Die Licht-Raum-Skulptur des WAHRZEICHENS REICHSTAG ist nur nachts zu sehen. Der Nachthimmel ist Teil der Skulptur. Nacht und Dunkelheit bilden ihre Voraussetzung, ihren Raum und Hintergrund sowie – im übertragenen Sinne – auch ihren Anlaß:

Die dunkelsten Stunden der Geschichte des Reichstags haben die Welt dramatisch verändert, das Reichstagsgebäude selbst zur Ruine gemacht, und es – wiederaufgebaut und seines ursprünglichen Zweckes beraubt – in die unmittelbare Nähe der deutschen Mauer gerückt, bis zum November 1989 Symbol der kriegsbedingten Teilung Deutschlands und Europas nach 1945. Das WAHRZEICHEN REICHSTAG erinnert an diese tragischen Kapitel deutscher Geschichte.

Das Licht der Laser erinnert an den nächtlichen Reichstagsbrand im Februar 1933, Fanal des blutigen Endes der ersten parlamentarischen Demokratie Deutschlands.

Das Licht der Laser erinnert auch an die bombastischen Lichtdome der folgenden zwölfjährigen nationalsozialistischen Gewaltherrschaft. Diese von Flak-Scheinwerfern an den Nachthimmel projizierten Lichtkegel sind noch heute als gigantomanisch-drohende Vorboten der späteren Feuersbrünste im Bewußtsein des Volkes verhaftet.

Das kühle Licht der Laser steht in distanziertem, geordnetem Gegensatz zur Urgewalt des durch Menschenhand entfachten Feuers im und über dem Reichstagsgebäude sowie zu den Feuerstürmen über Berlin und – über gleichsam allen Städten, die in Kriegen brannten. Das WAHRZEICHEN REICHSTAG will auch diesen Teil der Geschichte im Bewußtsein des deutschen Volkes wachhalten.

Das Lichtsymbol eines Grabmals der Könige gedenkt aller Opfer von Unrecht und Gewalt; von Verfolgung und Krieg; von Brudermord und Völkermord; von Vertreibung, Diktatur und Teilung.

Farbe

Über aller Erinnerung an die Vergangenheit symbolisiert das Licht des WAHRZEICHENS REICHSTAG jedoch das Leben, die Kraft und die Freiheit demokratischer Ideale.

Das konzentrierte Laserlicht des Mahnmals will die Sinne schärfen. Sein grünes Licht trifft das menschliche Auge im Bereich seiner größten sinnlichen Erregbarkeit und farblichen Unterscheidungsfähigkeit. #

Grün ist die Mitte der Farben.
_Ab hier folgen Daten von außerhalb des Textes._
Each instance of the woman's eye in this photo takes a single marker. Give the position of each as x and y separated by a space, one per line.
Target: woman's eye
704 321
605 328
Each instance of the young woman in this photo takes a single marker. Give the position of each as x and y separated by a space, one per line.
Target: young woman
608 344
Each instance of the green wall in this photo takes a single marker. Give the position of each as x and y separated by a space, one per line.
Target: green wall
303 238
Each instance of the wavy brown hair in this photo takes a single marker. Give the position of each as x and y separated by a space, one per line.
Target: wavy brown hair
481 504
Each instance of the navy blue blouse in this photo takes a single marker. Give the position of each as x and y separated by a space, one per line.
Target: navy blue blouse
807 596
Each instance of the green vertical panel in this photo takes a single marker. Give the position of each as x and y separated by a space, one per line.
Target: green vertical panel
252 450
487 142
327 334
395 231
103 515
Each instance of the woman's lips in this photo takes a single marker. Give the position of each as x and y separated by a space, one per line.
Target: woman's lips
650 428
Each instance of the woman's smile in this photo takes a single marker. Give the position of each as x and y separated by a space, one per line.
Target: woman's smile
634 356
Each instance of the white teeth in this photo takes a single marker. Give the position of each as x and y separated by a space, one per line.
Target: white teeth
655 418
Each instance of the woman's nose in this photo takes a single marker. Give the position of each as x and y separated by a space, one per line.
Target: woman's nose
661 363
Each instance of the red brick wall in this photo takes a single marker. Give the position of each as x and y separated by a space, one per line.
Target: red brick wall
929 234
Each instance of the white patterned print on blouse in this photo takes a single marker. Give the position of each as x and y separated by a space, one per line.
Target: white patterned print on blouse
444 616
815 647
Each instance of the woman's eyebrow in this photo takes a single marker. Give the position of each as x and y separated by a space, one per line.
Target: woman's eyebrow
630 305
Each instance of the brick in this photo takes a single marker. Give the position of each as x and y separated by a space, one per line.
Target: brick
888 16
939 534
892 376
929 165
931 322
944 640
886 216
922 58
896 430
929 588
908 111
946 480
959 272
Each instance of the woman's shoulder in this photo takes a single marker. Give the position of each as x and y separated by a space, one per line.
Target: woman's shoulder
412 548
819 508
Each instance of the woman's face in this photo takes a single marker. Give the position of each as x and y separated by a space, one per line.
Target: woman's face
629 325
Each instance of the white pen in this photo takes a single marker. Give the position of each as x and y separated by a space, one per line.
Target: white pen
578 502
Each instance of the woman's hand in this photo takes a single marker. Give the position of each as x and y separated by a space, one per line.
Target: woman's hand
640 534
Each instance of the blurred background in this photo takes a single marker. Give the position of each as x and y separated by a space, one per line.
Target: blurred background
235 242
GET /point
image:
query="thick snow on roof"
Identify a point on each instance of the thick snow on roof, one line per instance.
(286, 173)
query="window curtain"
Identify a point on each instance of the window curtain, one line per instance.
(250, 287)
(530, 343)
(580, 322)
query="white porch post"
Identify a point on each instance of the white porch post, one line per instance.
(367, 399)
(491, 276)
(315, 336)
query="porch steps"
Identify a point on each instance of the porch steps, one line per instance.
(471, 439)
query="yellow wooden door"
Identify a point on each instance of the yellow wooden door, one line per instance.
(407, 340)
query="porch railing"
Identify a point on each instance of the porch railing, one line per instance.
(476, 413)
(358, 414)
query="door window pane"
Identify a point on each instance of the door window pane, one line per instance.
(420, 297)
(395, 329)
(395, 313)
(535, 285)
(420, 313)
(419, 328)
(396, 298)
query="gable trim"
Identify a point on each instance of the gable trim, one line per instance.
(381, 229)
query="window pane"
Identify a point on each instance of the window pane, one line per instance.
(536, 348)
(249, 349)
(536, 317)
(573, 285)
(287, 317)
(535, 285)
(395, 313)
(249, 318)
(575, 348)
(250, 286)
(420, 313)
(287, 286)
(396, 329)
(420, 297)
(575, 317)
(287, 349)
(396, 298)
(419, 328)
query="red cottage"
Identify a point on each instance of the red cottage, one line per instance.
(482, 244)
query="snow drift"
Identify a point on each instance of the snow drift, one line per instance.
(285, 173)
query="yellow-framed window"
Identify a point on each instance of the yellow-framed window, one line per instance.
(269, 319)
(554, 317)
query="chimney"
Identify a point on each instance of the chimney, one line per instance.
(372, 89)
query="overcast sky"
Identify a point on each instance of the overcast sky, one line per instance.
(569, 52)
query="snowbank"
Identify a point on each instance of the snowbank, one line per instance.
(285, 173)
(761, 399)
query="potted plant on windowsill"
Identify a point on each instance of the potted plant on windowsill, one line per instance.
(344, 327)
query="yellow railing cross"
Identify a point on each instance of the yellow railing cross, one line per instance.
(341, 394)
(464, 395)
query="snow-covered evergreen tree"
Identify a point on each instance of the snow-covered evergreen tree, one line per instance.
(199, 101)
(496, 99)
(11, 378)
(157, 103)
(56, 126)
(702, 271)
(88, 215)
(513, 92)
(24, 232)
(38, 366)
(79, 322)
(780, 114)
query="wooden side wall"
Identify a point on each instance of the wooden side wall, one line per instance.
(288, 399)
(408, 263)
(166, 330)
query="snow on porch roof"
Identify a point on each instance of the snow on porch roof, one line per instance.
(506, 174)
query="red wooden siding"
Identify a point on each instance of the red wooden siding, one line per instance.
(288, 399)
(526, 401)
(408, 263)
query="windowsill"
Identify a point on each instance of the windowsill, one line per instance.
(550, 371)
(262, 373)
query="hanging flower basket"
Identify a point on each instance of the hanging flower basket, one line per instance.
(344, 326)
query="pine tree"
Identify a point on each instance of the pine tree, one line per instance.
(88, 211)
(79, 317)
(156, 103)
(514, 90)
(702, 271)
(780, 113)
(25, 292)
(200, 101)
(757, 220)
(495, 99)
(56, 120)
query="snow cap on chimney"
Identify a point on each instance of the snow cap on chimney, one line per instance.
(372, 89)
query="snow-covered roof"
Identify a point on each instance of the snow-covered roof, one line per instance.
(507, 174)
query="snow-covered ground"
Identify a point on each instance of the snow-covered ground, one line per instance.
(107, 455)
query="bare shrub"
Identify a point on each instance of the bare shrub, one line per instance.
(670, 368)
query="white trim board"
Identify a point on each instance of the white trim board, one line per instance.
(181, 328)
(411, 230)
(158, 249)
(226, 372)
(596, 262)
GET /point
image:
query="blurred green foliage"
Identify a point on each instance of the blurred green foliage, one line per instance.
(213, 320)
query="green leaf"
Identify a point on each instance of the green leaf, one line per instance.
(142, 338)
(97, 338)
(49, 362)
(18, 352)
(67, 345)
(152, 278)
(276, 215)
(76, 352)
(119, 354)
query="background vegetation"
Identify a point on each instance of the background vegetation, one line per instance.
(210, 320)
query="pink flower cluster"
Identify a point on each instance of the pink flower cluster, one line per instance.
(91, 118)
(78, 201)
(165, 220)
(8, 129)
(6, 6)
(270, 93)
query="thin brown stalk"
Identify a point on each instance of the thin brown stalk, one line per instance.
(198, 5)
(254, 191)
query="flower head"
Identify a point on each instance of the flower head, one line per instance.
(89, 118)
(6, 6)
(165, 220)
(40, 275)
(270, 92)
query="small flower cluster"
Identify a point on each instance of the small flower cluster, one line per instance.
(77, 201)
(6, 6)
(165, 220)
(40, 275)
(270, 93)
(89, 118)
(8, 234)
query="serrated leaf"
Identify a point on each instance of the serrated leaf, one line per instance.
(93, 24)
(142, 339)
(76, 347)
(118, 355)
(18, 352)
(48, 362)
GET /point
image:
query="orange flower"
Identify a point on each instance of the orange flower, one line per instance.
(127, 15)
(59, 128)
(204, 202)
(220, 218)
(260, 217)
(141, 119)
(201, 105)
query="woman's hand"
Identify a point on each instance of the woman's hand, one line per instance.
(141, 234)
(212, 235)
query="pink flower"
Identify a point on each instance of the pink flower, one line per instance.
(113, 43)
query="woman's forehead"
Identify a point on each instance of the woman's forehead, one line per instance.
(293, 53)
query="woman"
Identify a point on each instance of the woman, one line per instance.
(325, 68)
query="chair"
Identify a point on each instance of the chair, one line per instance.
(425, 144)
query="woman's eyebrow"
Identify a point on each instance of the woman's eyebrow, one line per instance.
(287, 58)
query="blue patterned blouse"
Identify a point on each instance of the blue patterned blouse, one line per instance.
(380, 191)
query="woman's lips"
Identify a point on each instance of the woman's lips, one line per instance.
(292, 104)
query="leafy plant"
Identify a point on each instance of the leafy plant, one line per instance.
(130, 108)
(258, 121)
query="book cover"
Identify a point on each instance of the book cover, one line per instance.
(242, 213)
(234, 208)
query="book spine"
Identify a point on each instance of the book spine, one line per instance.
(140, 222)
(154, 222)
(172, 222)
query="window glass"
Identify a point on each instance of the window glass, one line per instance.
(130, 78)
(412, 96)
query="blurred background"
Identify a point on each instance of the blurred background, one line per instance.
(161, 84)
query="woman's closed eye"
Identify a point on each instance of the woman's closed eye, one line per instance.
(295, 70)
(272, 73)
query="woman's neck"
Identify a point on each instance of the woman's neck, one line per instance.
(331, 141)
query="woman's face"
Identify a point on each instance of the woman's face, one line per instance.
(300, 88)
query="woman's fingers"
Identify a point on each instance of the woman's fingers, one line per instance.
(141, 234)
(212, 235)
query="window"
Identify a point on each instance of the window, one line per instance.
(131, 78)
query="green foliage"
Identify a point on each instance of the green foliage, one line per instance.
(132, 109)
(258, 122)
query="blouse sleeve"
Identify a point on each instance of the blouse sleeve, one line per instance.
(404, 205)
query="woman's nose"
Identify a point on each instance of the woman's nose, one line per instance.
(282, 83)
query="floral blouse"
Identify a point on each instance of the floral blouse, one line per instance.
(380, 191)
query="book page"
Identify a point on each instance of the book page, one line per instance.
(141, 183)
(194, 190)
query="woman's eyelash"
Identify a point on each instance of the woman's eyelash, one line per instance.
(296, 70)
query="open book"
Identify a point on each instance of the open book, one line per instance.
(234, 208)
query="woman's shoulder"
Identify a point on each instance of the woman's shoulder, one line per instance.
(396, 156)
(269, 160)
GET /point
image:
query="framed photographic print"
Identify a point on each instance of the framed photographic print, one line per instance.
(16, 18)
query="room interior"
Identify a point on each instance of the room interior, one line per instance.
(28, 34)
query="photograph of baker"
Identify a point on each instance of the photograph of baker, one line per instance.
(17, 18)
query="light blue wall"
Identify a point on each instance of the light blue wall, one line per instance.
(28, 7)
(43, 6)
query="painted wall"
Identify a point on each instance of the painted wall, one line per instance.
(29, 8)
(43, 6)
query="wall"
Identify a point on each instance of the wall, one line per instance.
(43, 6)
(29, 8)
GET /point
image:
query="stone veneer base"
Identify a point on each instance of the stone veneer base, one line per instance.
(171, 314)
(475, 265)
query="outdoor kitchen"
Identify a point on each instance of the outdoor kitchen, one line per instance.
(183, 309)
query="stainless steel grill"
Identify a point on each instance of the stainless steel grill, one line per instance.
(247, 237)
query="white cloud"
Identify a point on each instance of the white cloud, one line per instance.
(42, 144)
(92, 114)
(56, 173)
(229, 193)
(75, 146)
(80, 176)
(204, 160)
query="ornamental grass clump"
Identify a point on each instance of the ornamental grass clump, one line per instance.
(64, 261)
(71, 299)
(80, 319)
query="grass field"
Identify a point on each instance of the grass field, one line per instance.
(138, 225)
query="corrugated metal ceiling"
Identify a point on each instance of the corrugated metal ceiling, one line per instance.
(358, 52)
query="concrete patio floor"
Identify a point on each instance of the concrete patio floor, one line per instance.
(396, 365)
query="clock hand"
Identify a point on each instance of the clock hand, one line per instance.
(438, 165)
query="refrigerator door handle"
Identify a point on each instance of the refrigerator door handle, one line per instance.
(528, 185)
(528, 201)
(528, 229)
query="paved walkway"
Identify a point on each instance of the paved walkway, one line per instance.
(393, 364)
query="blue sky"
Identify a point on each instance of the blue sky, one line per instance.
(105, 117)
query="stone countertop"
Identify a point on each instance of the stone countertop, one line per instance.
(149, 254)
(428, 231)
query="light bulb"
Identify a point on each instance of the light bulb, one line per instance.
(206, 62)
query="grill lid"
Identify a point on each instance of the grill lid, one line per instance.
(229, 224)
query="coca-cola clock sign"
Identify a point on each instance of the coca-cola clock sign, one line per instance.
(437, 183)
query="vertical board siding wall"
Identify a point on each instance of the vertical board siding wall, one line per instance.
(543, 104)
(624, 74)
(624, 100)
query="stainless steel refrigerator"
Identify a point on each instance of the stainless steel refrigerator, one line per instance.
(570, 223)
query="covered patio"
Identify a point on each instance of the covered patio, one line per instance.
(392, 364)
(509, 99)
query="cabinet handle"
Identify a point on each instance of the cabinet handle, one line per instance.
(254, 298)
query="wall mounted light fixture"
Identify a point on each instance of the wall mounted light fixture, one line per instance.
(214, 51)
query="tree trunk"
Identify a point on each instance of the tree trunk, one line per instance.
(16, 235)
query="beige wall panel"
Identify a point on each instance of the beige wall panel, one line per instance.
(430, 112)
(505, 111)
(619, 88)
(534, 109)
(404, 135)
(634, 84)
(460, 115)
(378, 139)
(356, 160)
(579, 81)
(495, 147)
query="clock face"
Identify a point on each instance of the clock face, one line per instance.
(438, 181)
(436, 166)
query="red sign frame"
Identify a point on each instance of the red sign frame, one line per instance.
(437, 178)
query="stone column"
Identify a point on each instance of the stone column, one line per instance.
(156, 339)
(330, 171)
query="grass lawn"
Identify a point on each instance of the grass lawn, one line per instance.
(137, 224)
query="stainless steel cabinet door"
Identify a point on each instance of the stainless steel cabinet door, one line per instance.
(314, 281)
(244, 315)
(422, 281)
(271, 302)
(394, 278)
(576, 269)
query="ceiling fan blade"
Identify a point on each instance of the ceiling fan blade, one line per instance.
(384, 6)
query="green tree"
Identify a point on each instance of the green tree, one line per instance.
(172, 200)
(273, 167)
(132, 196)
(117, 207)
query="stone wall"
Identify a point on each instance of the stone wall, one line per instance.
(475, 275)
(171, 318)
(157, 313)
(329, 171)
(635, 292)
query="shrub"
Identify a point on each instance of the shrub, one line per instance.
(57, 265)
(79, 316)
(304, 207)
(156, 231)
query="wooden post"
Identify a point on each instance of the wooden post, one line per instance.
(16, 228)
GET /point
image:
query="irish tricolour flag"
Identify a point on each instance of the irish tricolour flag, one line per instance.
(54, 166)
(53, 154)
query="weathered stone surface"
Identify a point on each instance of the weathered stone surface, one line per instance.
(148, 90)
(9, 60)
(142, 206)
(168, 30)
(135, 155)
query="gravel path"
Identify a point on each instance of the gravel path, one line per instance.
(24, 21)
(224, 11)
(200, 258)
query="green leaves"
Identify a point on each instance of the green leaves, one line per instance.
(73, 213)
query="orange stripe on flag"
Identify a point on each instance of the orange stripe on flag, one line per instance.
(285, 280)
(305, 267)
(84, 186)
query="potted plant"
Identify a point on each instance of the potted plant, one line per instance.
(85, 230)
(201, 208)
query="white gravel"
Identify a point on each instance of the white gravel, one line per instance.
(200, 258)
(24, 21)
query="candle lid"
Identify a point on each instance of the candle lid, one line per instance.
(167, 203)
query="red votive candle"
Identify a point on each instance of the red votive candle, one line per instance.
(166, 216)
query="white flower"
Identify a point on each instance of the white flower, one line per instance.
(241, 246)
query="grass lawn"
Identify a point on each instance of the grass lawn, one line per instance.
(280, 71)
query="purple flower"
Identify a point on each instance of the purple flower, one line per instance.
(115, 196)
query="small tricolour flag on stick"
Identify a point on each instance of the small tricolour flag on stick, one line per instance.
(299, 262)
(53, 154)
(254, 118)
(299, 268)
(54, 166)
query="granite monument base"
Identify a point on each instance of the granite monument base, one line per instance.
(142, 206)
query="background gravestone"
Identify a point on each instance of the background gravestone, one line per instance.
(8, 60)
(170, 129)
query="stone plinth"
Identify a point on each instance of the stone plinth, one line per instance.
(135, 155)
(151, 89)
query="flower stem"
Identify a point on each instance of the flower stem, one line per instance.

Zwischen Rot, Orange, Gelb einerseits und Blau, Indigo, Violett andererseits steht Grün im Zentrum der sieben Farben des Regenbogens. Im hörbaren Bereich entspricht der Farbe Grün der Erdenton CIS. Dieser stellt den zentralen Anknüpfungspunkt für die klanglichen und musikalischen Dimensionen des Wahrzeichens dar.

Den Farben werden – jenseits ihrer physikalischen Eigenschaften – in allen Kulturkreisen auch symbolhafte, die sinnliche Wahrnehmung übersteigende Bedeutungen zugeordnet:

Gilt die Farbe Grün im Orient als Farbe des Propheten und paradiesischer Verheißung, so steht sie in der christlichen Ikonographie für Beschaulichkeit und Auferstehungserwartung, ist sie Symbol für Versöhnung und Barmherzigkeit und – farbiges Zeichen eines neuen Himmels und einer neuen Erde.

Grün ist die Farbe des Frühlings, der sprießenden Vegetation und des Gedeihens, der Erneuerung und der Hoffnung. In sehr direktem Sinne symbolisiert Grün Frische, Wachstum und Leben; so ist Grün auch Symbol für das Urmütterliche, Hegende und Sichernde: ein Symbol für künftiges Leben. Grün ist die Farbe der Schöpfung.

Das WAHRZEICHEN REICHSTAG mahnt zur Bewahrung der Schöpfung auf unserem Planeten.